Suppose $E_{0}$ is a topological space, with topology $\tau_{0}$. Let $\mathcal{F}_{0}$ be its Borel $\sigma$-algebra, i.e. the $\sigma$-algebra generated by its open sets. Now, take $I$ a countable set and set $E := \prod_{i\in I}E_{0}$. We can equip $E$ with both its product topology $\tau$ and its product $\sigma$-algebra $\mathcal{F}$. It is a well-known result that if $E$ is metrizable (or metric) and separable, then the product $\sigma$-algebra $\mathcal{F}$ coincides with the Borel $\sigma$-algebra on $E$. In the theory of Gibbs measures, however, we usually take $E_{0}$ to be metric (or metrizable) and compact, not necessarily separable. However, I'm not sure that the product topology and the product $\sigma$-algebra, in this case, are compatible, i.e. if the product $\sigma$-algebra is the $\sigma$-algebra generated by the open sets of $E$ when it's equipped with its product topology. I think we need separability here, but some references do not explicitly assume $E_{0}$ separable.

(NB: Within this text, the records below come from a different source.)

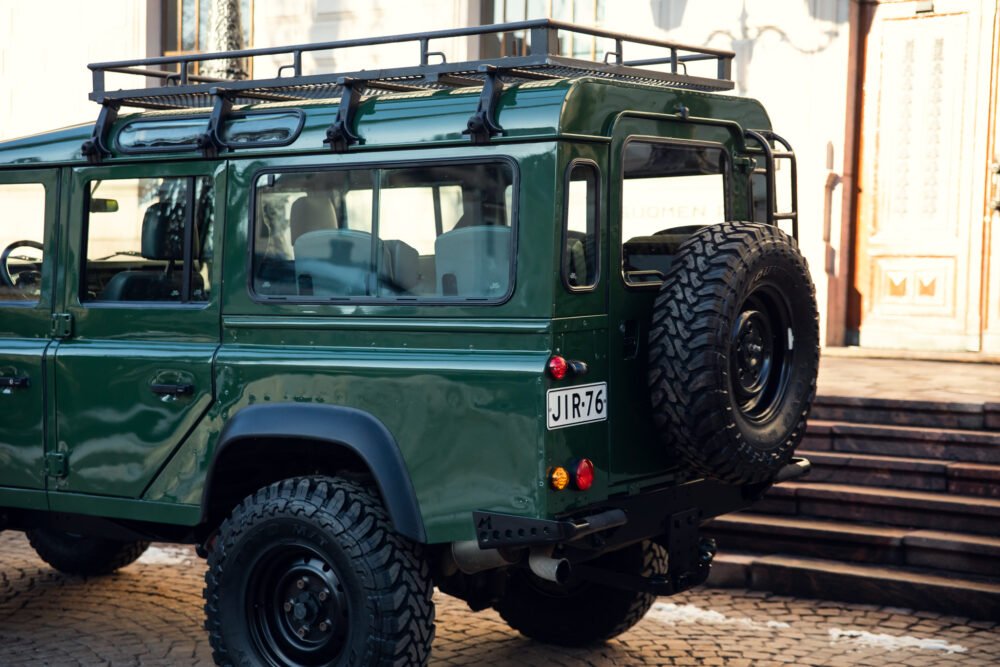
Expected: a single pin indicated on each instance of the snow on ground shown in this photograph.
(156, 555)
(673, 614)
(893, 642)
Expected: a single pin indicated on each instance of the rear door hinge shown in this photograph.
(62, 325)
(56, 464)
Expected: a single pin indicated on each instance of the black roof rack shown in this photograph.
(182, 89)
(537, 58)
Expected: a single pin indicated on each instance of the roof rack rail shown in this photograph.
(181, 88)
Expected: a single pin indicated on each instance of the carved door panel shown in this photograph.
(920, 261)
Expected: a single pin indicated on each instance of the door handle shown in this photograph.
(172, 389)
(15, 383)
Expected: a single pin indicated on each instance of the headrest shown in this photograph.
(163, 232)
(311, 213)
(404, 264)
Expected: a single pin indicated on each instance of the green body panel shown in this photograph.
(461, 387)
(24, 341)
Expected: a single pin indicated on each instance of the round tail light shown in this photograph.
(583, 476)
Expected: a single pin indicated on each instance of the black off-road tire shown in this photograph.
(81, 554)
(581, 613)
(324, 547)
(731, 398)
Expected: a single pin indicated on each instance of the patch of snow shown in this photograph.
(166, 556)
(674, 614)
(893, 642)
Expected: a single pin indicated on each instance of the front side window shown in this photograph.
(669, 191)
(21, 232)
(441, 232)
(149, 240)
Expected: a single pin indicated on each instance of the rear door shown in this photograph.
(28, 201)
(133, 368)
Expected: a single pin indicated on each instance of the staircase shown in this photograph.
(902, 508)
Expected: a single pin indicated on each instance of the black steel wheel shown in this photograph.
(308, 572)
(83, 555)
(734, 351)
(581, 613)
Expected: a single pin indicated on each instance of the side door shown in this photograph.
(661, 191)
(28, 238)
(140, 327)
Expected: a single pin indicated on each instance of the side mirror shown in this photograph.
(98, 205)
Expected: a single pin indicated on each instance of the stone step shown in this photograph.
(973, 479)
(934, 414)
(943, 444)
(965, 554)
(853, 582)
(889, 507)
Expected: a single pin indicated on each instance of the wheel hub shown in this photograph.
(300, 610)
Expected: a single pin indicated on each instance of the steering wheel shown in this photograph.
(24, 278)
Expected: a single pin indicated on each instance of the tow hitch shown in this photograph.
(689, 561)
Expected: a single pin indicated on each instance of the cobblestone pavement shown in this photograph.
(909, 379)
(150, 614)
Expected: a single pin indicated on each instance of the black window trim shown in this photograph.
(727, 179)
(377, 166)
(564, 235)
(185, 301)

Question: If $E_{0}$ is a compact metric space, is the product $\sigma$-algebra the $\sigma$-algebra generated by open sets of $E$ when it's equipped with the product topology?
Best Answer
In fact, I don't see a reason to worry, as all compact (or Lindelöf) metric (or metrisable) spaces are separable (just take a finite (or countable) subcover of the cover of all $\frac{1}{n}$-balls, for every $n$, and collect the centres used in all these subcovers to get a countable dense subset of the space).
So compact is more than enough to apply your result on separable metric spaces.